Altro giro, altra corsa. Anche il colosso svedese di arredamento ha provato più volte a sbarcare a Palermo per coprire tutto il potenziale bacino della Sicilia occidentale. Se a Catania Ikea è una realtà presente da anni, a Palermo il colosso si è accontentato solo di un corner online all'interno di un centro commerciale. Anche qui il nodo è stata la variante urbanistica. "Al posto di attrarre attività imprenditoriali che creano posti di lavoro, sembra che il sindaco di Palermo si diverta a rendere la città sempre più povera e con meno servizi e attrazioni», è la denuncia del gruppo consiliare del Movimento 5 Stelle. L'amore tra Ikea e Palermo però, potrebbe essere solo rimandato. Non a caso, il colosso svedese ha inserito la città di Palermo all'interno di uno spot realizzato per la ripartenza nella fase 2. L'idea c'è ma la burocrazia non aiuta.

Stadio Renzo Barbera

È la casa dei tifosi rosanero ma anche qui c'è un ostacolo. La nuova Società da tempo ha chiesto il diritto di superficie sull'area per 99 anni.
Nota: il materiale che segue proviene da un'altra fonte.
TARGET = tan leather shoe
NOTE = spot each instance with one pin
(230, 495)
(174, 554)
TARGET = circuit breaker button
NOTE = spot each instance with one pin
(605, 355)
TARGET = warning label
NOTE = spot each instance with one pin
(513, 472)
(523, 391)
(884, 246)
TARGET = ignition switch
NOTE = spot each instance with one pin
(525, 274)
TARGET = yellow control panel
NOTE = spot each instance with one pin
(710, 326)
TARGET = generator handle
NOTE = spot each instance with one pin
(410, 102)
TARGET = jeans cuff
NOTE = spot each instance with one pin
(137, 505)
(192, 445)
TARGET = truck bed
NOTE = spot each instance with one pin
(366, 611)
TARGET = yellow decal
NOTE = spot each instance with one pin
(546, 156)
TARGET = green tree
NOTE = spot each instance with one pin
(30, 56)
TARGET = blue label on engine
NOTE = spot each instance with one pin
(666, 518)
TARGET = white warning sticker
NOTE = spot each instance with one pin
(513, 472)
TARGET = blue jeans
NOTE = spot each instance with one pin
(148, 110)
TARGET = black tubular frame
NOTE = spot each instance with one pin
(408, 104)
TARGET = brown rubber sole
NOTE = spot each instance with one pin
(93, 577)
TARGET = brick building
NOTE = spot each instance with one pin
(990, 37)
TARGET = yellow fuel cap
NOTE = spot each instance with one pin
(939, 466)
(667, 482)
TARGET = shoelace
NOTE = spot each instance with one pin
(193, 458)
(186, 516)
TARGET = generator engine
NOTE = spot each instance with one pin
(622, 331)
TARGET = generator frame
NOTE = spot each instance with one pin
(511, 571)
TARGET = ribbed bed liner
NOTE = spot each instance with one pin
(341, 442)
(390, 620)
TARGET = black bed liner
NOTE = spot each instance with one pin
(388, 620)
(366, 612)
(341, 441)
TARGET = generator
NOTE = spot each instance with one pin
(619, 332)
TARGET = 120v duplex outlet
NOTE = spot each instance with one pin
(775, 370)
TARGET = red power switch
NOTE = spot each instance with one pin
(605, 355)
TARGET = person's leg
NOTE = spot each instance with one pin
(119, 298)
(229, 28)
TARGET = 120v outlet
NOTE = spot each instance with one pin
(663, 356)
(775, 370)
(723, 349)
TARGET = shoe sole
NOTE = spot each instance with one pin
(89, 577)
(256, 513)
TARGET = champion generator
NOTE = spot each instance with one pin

Un diritto che tanti altri club hanno ottenuto in Italia ed è cruciale per lo sviluppo e l'ammodernamento degli stadi. Invece, l'ultima concessione è scaduta nel 2014 e da allora si è andati avanti di proroga in proroga. Adesso l'amministrazione comunale ha chiesto per la nuova stagione - e per quella appena conclusa - di riscuotere i canoni concessori. Una cifra che la vecchia società di Zamparini (quando il Palermo giocava in serie A e con un fatturato dieci volte maggiore rispetto a quello attuale) era di 341mila euro l'anno. Troppo, per una Società che ha appena vinto il campionato di serie D e si appresta a giocare in C. Un tira e molla che non è piaciuto al Club che da tempo chiede chiarimenti su quanto pagare. Un canone che in ogni caso, dovrebbe essere in proporzione al fatturato, ai costi di gestione della struttura di viale del Fante e in relazione al campionato in cui gioca la squadra. "L'Amministrazione ed il Consiglio comunale credo abbiano l'unico obiettivo di garantire l'utilizzo dello stadio nel modo più corretto, come parte del più ampio impegno per il calcio e lo sport d'eccellenza nella nostra città", sostiene Orlando. "Crediamo - dichiarano gli assessori al Bilancio, Roberto D'Agostino, e allo Sport, Paolo Petralia Camassa. - che sulla vicenda della concessione dello Stadio Barbera per la società rosanero, sia in corso la classica tempesta nel bicchiere d'acqua. Come è noto a tutti, lo stadio è stato affidato con un consenso unanime istituzionale e politico, alla fine della scorsa estate per permettere alla squadra di calcio l'iscrizione al campionato di serie D. Ciò è avvenuto nelle more della definizione della Convenzione, che dovrà essere votata dal Consiglio comunale e dovrà stabilire, fra le altre cose, anche i canoni concessori.

La concessione non potrà ovviamente non tenere conto del fatto che la società usufruisce dello stadio, ed allo stesso tempo ne cura la manutenzione e la sicurezza, già dal 2019". Intanto il Club si cautela e sonda il terreno per emigrare in altre città.